John Levesque, levesque@apri.com
Dennis Goodrow, dgoodrow@mindscape.com
Fortran-90 to Fortran-77 translator
Working solo for a year, I analyzed, designed and implemented a translator for converting all the features of Subset High Performance Fortran (HPF) to Fortran-77 including array syntax, WHERE statements, FORALL statements, Fortran-90 array manipulation, query and reduction intrinsics, array-valued functions, array constructors, attributed declarations and numerous other F90 features.
Because the translator:
- Re-used temporary array variables (required far less memory at run-time),
- Created only LHS (left-hand-side) temporaries so that a five-point stencil assignment required only one temporary array instead of four,
- Internally used a fairly elegant and highly recursive method of representing most Fortran-90 constructs as FORALL statements,
- And used array decomposition and alignment information from HPF directives to select the best outermost loop generated from a sequence of FORALLs fused into the same loop nest,
APR was able to terminate a joint marketing arrangement with Kuck and Associates (saving $48K/year plus royalties) whose KAP precompiler had been used previously for the Fortran-90 to Fortran-77 translation. The translator is now marketed as zAPR
Thinking Machines Contracts
Implemented a "firewall" feature that freed the TMC CMAX programmer from worrying about whether an array resided on the FE (Front-End) or CM (Connection Machine) by creating routine wrappers for calls out of context and copying the needed arrays to (and from if necessary) their new locations ("homes" in TMC-lexicon) in memory.

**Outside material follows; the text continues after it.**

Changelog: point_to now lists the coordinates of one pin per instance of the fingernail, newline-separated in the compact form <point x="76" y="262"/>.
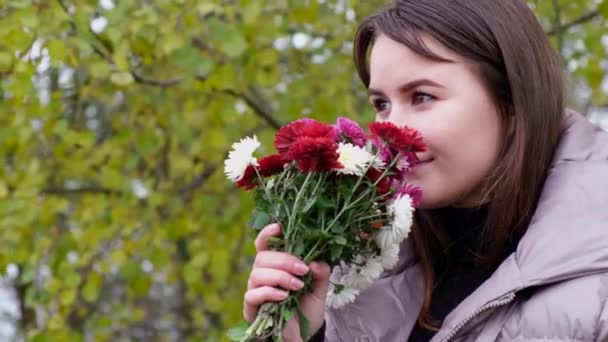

Studied and wrote a 40-page report/proposal about the features of a CM-Fortran (CMF) to High Performance Fortran (HPF) translator and later implemented the deliverable CMF2HPF utility.
IBM Power-4 Contract Phase II
Designed a more precise (efficient) algorithm for controlling cache-flushing on the Power-4.
IBM Power-4 Contract Phase I
As part of a three-person team, I designed and implemented Fortran code restructuring for the IBM Power 4, a shared-memory (except for a small "local memory"), modestly parallel architecture with software-controlled cache flushing. The challenge was to delegate the minimum number of loop iterations possible to each processor that would still assure no cache-line conflicts for array and scalar variables written (assigned) within a parallelizable loop. When iterations were unknown at compile-time, a "red-black" ordering of loop iteration chunks was used.